Tunisia's 'Minister of Happiness' Ons Jabeur aims to make more history at Wimbledon

    Ons Jabeur is enjoying the best grand slam run of her career.

    (CNN)Whenever Ons Jabeur steps onto a tennis court, she never plays solely for herself, but for the future generations she hopes to inspire.

    This Saturday will be no different as Jabeur attempts to become the first Tunisian, first Arab and first African woman to win a grand slam in the Open Era.
    "Tunisia is connected to the Arab world, is connected to the African continent," she told reporters after earning her spot in the Wimbledon final, where she will play Kazakhstan's Elena Rybakina, herself a history-maker.
      "In the area, we want to see more players. It's not like Europe or any other countries. I want to see more players from my country, from the Middle East, from Africa."
        Jabeur, 27, has been a trailblazer for her region long before reaching Saturday's final. Last year, she became the first Arab player to win a WTA title and break into the top 10 in the singles rankings.
        Victory on Saturday, however, would be the greatest achievement of her career.
        "I did a lot of times imagine myself giving the speech, holding the (Wimbledon) trophy, seeing the trophy," Jabeur said.
          "I did all of it. Now, I need really to hold the trophy. That's the only thing left for me. But I believe in that. I know I can do it."
          Jabeur celebrates defeating Marie Bouzkova in the Wimbledon quarterfinals.
          Jabeur has enjoyed a steep rise through the world rankings over the past few years, breaking into the top 50 for the first time in 2020.
          She won her first of three WTA events last year and claimed her next two -- in Madrid and Berlin -- earlier this season, propelling her to an all-time high of second in the world.
          Her success on the court -- coupled with her friendly, easygoing demeanor off it -- have seen her become a hugely popular figure back home in Tunisia, where she has earned the nickname "Minister of Happiness."
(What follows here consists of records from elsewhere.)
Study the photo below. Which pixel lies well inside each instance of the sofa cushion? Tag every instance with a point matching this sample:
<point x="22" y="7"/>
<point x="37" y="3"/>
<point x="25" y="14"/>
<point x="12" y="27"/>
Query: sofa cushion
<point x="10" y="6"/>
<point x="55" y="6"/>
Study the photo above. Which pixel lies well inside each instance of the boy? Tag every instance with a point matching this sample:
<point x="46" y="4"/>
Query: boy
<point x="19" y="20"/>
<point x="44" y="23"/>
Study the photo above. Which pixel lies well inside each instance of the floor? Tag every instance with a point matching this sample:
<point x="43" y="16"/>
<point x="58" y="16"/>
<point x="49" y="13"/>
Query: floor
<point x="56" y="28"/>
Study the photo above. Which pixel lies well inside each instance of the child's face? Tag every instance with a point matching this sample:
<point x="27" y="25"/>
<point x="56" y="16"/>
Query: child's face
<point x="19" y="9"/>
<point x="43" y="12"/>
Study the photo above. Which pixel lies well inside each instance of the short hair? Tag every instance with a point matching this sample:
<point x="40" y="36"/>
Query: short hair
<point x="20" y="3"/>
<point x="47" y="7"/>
          "It's tough times in Tunisia sometimes," said Jabeur. "When they see my matches, (they) always say sports unites people. I'm happy they follow me. They're pushing me to do better. Hopefully, I can keep the title forever."
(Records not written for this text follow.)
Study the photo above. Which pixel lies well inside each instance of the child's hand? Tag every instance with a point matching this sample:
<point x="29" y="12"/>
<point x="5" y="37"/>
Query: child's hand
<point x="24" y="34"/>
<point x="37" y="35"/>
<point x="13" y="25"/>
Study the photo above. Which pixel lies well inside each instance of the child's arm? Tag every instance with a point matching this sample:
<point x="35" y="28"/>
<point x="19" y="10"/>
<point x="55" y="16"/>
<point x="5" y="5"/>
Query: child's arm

          Jabeur has only dropped two sets so far at this year's Wimbledon -- against Marie Bouzkova in the quarterfinals and Tatjana Maria in the semifinals.
          The tall, big-serving Rybakina, however, has lost just one set and is likely to be Jabeur's toughest opponent so far having dismantled 2019 Wimbledon champion Simona Halep in her semifinal on Thursday.
          No matter who wins, history will be made because when the two meet on Centre Court, a first-time Wimbledon winner will be crowned and either Tunisia or Kazakhstan will celebrate their first grand slam singles champion.